Journal of Theoretical
and Applied Mechanics
52, 4, pp. 1115-1124, Warsaw 2014
DOI: 10.15632/jtam-pl.52.4.1115

In this paper, selection and analysis of an atmospheric two stage separation system is discussed. The main purpose of this system is to test a supersonic parachute projectile, where a stage separation occurs after the burn out. Subsequently, the parachute is ejected from the payload after a minimum elapsed time. The separation times, for the supersonic parachute ejection, as well as the time needed for a safe clearing distance between the two stages are two critical issues in the separation process. In this respect, the knowledge of the relative position between the two stages is necessary to assure a safe distance and in order to adjust the required system parameters. In addition, as the nature of the parameters involved in the separation process is not deterministic, it would be useful to utilize the concept of random variables in the dynamic modeling of the separation process. In this paper, the modeling and simulation of the separation process is initially performed and partially verified. Subsequently, an approximate statistical method is utilized to acquire some probabilistic information about the relative distances at the two critical times.
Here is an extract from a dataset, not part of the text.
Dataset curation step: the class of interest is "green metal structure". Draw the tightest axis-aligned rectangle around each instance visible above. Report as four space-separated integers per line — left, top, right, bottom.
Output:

According to the simulation results, the relative distance between the two stages falls in a safe region. Finally, Monte Carlo simulation is also performed for comparison and verification of the statistical results that indicated a small and acceptable deviation between the two approaches. Thus, it can be concluded that the simpler approximate statistical approach is also valid for uncertainty analysis and can provide valuable knowledge needed in the preliminary design phase of the separation system.